No. Your National Health Insurance number (NHI number) is given when you join a GP, or, more often, they find it by contacting your previous GP when you’ve moved house. That’s completely seperate to your National Insurance number, which relates to tax. My daughter is ten. She has a National Health Insurance number. She doesn’t have an National Insurance number.

I doubt many people in the UK carry their National Insurance card with them or carry anything with that number on unless they happened to have been reading their payslip on the way to work.

These days, in the UK, the Police and medical personnel (etc) look at your mobile and check for ICE, Mum, Dad, and the last calls you placed - but that’s partly to do with getting important people around and finding out what’s going on, not just notifying next of kin. Failing that, they will look at the other stuff you have in your bag - very few people fail to carry something which doesn’t identify them by name and general location.

Once they have your name, your birthdate and location (or even an approximation of them), a simple search of the General Register Office will then reveal whether you’re married or civilly partnered and who your parents and/or children are.
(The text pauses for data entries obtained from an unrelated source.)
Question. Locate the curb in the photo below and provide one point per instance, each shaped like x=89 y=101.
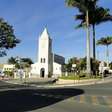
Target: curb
x=62 y=85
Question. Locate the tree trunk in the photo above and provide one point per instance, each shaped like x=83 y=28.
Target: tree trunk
x=88 y=67
x=94 y=43
x=107 y=56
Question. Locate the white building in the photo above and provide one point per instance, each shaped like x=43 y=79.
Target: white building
x=8 y=67
x=48 y=64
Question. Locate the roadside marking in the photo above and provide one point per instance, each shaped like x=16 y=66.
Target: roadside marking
x=94 y=100
x=82 y=98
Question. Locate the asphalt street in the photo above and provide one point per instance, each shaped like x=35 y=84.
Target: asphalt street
x=92 y=98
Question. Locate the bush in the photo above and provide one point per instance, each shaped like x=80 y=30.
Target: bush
x=9 y=73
It’s then also easy to find your siblings.

They are your ‘next of kin.’

They’re not necessarily the only people that the police would notify when someone dies, though.

I presume the US has something similar to the General Register Office for births, marriages and deaths, even if on a state-by-state basis.

No, we don’t.

We register births, marriages, deaths, and so forth but there isn’t a place where you could go, submit my name, and get a list of my parents, siblings, and children.

Every so often you’ll something on the news saying “this and such a person died and we haven’t been able to locate any next of kin - does anyone out there have a clue who this person is related to?” You get that sometimes for people who have been severely injured they can’t identify, either - there are a still a lot of people in the US who have never been fingerprinted so if you show up in the hospital with no ID of any sort and can’t communicate finding out who you are can be difficult.

Just put as your next of kin:
First Name: MPSIMS
Last Name: New Thread
Address: http://boards.straightdope.com/sdmb/forumdisplay.php?f=4
Phone: 209.104.5.198

Then at least we would know.

I’m thinking I might make up a card to put in my wallet that says:

IN CASE OF EMERGENCY, CONTACT:
Names & numbers of next of kin…
I think I will make one up for my SO and parents too. I have always been paranoid about this kind of thing!! You know, that one day my mom or boyfriend will just not come home, because they were in an accident and the cops don’t know who to contact…

Interesting. So I guess I’ve answered the question for the OP WRT the UK, but not the US, where it’s less straightfoward.

Yep. Americans really don’t like the government to know too much about them, we’re crazy-nuts about our privacy even from the government, and unless you know where certain life events like births, marriages and deaths occurred you won’t even know which municipality to go to in order to find the documentation.